Khalisa melepaskan tangan Ghani dari genggamannya. Merengkuh pinggang Ghani dengan melingkarkan kedua tangan di sana. Meski detak jantungnya menjadi tak normal Khalisa tidak peduli. Atau aliran darahnya menjadi memanas biarkanlah.
"Aku pinjam tubuhnya sebentar Gha." Lirih Khalisa, Ghani diam. Begini pun tidak masalah bagi Khalisa asal bisa memeluknya. Melegakan segala kegundahan yang dirasakan hatinya. Tangan Ghani mengusap lembut tangannya yang melingkar dipelukan lelaki itu. Khalisa dapat merasakan sentuhan suaminya karena sedang menggunakan piyama lengan pendek.
"Sekarang sudah tenang?" Tanya Ghani setelah cukup lama memberikan pelukannya, sangat tenang. Namun Khalisa tidak mengucapkannya, hanya menganggukkan kepala. Lalu mengurai pelukan itu. Meski masih ingin di peluk.
"Aku di kamar kalau perlu sesuatu." Ghani membelai puncak kepalanya lalu beranjak pergi meninggalkan Khalisa kembali sendirian. Sebuah misteri tingkah lelakinya ini. Khalisa tersenyum merasakan dadanya sudah tidak terlalu sesak seperti tadi. Hanya dengan seperti itu dia sudah bahagia.
Kha : Sangat baik.
Khalis membalas pesan emak-emak rempong yang suka kepo. Suasana hatnya sudah lebih baik sekarang.
Ira : Baru nongol ia, habis ngapain Cin?
Sisil : Maklum pengantin baru masih anget-angetnya, kalau pagi sukanya nempel.
Ira : Kayak perangko.
Marsya : Kalau sekarang kayak kouta internet, hp tanpa kouta gak berguna seperti aku tanpamu... eaa..
Kha : Heboh sendiri deh.
Khalisa ikut cekikikan gak jelas.
Kha : Ingat anak bu, udah mandi belum, udah dikasih asi, udah dikasih makan, udah diantar sekolah.
Ocehnya panjang lebar.
Ira : Kalau abang udah dikelonin neng?
Marsya : Pasti udah dong Ra, makanya baru nongol.
Sisil : Bayangin deh sekarang pasti mukanya memerah sambil senyum-senyum sendiri.
Marsya : Belah durennya gak diceritain rasanya gimana nih?
Aishh makin gak jelas yang dibahas emak-emak ini.
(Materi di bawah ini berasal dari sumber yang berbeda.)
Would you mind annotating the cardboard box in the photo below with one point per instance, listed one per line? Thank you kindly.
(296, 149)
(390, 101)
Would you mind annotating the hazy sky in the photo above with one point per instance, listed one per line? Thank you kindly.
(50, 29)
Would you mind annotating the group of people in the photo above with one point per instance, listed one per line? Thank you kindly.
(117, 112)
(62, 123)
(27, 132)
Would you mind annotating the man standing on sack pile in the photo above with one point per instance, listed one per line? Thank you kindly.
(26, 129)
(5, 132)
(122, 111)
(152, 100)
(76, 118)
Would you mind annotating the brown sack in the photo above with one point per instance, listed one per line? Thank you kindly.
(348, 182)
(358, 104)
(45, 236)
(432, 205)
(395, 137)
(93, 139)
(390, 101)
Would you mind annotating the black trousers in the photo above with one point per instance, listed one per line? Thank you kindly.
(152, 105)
Mereka kayak lagi lomba aja balap-balapan ngetik, cepat banget balasnya.
Kha : Kebalik nih, abang dong yang kelonin eneng bu.
Sisil : Abang emang suka bikin eneng deg-degan deh sejak duu, jaman ingusan juga udah tau gimana rasanya senam jantung.
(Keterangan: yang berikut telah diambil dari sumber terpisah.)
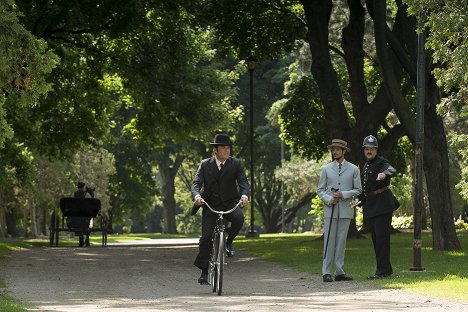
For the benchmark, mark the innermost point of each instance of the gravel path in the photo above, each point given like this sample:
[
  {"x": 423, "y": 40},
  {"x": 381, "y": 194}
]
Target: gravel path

Marsya : Hahaha, bahagia banget dong yaa, ihh jadi pengen juga deh.
Kha : Ingat udah punya anak bu.
Ira tenggelam gak nongol lagi mungkin dia lagi ngurusin anak dan suaminya.
Marsya : Gak bisa diganti kayak punya mu ya Kha 😆.
Sisil : Emang segitiga bermudamu yang bisa digonta ganti 🤣
Kha : 🤣🤣🤣
Marsya : Ngarepnya sih 😄
Semakin lama temenan sama mereka semakin gak jelas. Gak tau aja mereka apa yang terjadi dengannya, rumput tetangga emang selalu lebih hijau. Senyuman merekah dari bibir Khalisa.
Semoga Ghani mau membuka hatinya sedikit saja. Khalisa takut mengecewakan ayah dan ibu juga papa mama mertua. Meskipun mereka tidak tau apa yang sedang dia rasakan, mengemis cinta dari Ghani.